Designing Quilt Blocks and Designing Quilts
The more quilters I meet, the more I realize that we all “see” things differently. I have been quilting for more than 35 years now, and I have designed my quilts using an “as-you-go” design method from the start. This has always what been what seemed to come naturally to me, and I was really surprised the first time a friend showed me a piece of graph paper where she had drawn out and colored all the pieces of a quilt she was designing. I immediately thought “I could never work like that,” yet as I think about it, her method really fits better with the way I do pretty much everything else in my life. I pre-plan and outline everything, so I’m not really sure where this spontaneous method of designing comes from. But, it works for me and is still fun for me, so I thought I’d share how I come up with designs. This next quilt block is a very good example of my basic approach:
I began by cutting a block in the size I wanted, then drew a light soap line from each corner to the opposite corner, creating a large “X” across the block.
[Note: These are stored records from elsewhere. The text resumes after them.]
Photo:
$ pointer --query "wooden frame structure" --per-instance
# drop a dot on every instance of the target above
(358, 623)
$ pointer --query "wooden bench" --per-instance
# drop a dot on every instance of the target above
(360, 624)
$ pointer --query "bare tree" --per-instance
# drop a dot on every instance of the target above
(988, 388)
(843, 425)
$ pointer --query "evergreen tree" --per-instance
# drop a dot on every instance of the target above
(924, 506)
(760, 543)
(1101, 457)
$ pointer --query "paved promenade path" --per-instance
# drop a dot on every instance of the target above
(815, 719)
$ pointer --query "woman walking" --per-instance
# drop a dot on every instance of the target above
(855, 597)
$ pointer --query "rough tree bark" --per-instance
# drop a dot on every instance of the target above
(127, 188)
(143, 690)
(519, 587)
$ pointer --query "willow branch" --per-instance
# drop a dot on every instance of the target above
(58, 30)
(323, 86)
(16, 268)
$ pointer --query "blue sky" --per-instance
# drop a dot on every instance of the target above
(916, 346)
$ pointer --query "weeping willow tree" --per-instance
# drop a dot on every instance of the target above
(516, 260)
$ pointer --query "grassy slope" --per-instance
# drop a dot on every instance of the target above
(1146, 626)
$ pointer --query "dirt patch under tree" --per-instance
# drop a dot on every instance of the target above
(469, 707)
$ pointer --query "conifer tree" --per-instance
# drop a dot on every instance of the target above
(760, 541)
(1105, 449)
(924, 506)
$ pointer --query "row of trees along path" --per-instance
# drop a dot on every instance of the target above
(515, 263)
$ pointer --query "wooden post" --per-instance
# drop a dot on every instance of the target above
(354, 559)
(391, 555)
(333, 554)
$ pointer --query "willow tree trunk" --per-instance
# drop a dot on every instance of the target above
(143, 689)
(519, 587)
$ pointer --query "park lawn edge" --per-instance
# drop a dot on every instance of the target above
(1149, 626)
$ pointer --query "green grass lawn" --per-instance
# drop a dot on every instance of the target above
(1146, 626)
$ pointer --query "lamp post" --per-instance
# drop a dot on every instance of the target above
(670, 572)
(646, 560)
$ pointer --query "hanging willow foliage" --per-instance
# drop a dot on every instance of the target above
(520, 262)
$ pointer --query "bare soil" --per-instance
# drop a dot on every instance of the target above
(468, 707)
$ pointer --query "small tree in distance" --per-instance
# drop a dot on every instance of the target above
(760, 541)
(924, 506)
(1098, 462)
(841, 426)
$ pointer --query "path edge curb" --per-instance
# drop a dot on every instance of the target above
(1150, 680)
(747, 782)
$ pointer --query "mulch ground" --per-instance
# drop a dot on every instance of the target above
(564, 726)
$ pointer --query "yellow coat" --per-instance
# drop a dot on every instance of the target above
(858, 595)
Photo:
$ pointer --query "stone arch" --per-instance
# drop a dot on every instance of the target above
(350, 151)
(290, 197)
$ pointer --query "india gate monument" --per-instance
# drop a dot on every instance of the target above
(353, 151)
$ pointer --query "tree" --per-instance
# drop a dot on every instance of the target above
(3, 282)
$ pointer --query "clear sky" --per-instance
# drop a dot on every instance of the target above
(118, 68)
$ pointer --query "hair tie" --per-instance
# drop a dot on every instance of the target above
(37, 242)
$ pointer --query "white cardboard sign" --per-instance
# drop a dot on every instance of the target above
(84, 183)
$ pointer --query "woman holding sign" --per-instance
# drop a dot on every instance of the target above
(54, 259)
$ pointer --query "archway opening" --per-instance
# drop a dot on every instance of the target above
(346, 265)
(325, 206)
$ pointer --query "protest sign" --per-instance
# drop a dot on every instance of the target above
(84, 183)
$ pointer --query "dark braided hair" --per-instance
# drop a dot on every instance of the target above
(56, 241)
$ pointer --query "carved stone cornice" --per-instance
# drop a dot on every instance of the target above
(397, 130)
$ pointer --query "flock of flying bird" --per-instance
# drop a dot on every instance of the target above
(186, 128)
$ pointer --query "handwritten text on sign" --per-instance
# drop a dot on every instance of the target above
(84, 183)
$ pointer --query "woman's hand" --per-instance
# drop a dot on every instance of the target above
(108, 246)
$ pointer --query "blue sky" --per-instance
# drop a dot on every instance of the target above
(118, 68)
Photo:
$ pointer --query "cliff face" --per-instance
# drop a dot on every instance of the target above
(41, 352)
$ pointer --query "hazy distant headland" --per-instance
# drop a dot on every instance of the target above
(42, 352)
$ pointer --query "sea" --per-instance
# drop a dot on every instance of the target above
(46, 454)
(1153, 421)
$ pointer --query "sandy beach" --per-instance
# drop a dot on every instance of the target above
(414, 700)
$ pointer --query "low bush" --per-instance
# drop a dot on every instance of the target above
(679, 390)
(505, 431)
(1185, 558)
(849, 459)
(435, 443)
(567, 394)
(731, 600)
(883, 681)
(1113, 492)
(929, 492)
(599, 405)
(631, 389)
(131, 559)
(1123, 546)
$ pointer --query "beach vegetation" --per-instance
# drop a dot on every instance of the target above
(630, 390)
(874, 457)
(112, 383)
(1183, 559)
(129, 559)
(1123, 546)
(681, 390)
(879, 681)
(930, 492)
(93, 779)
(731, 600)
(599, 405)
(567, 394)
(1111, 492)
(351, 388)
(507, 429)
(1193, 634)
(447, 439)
This divides the block into 4 equal quadrants and creates the groundwork to create a design that is set on point inside a block that is set on square. Again, this gets back to how you visualize things. I could set this whole block on point, and now the design inside it would appear different as in the image below:
But, for the sake of making this easier to understand, let’s go back to that first orientation:
Once I have those quadrants outlined, I have an idea of how large a space I want to fill. Since the point of intersection is the center of the block, anything I place there will be in the dead center. In this case, I wanted to place that large daisy in the center. My mom gave me a brightly painted wooden mirror in that shape when I was about 13 years old, and whenever I have gone back to visit her, I have seen that brightly colored mirror. My mom moved a few years ago and we needed to clean out her house, so I took that mirror home and traced its shape to get my center flower and the smaller flower inside it. The only thing I did to alter it was to texturize some fabric with Texture Magic and I used that to fill the center-most section. If you’ve never used Texture Magic, here is a link to a video we made about how to use it.
So, back to designing this block…I plopped my center flower in that center position and this left “blank space” in the 4 diagonals that spring from the center. I took a ruler to measure the length of a quadrant, then I folded a piece of paper in half and placed 2 pencil marks on it that gave me a rough idea of a starting base point for my design and my upper ending point, or “tip” of my design. (I deliberately made the length of these marks less than the measured length of a quadrant since I didn’t want to overcrowd the block.) I drew one side of the light blue shapes above in pencil, then I cut them out along the folded side to ensure I had a design with symmetry. I placed my paper version in one corner to make sure it would fit, then used my paper template to trace around onto Wonder Under fusible web and then fused/cut my fabric applique pieces. I did that same thing for the smaller yellow shapes that you see inside the light blue shapes.
For years, I made my quilt blocks in this way, then finished to edges with some type of decorative stitching. In the last 2 years, though, I’ve been almost exclusively making machine embroidery applique blocks. I’ve had to switch some of my work habits for these, and the process takes much longer because there is a lot of “tweaking” that happens along the way. This next example is of a block whose designing began about 4 1/2 months ago and it is still not completely done. I first created a “mock up” of the block but I used muslin for the background since this mock up will never be finished:
If you look closely, you will see that this block has been divided into 8 quadrants, as there are pencil lines from each corner to the opposite corner as well as from the midpoint of each side to the opposite side. This is a very large, 23 1/2 inch square block. What you see above are the various applique shapes that collectively form this block, but there are other decorative issues when it comes to designed a MEA block. For example, each corner will have some stitched lines to denote the stamen of each flower and you can see that in the close up photo below:
I am mainly working with shapes cut from Appli-K-Kutz dies that were cut on my Sizzix Big Shot machine, so that makes this part of creating a “mock up block” fairly easy. BUT… this is only the beginning!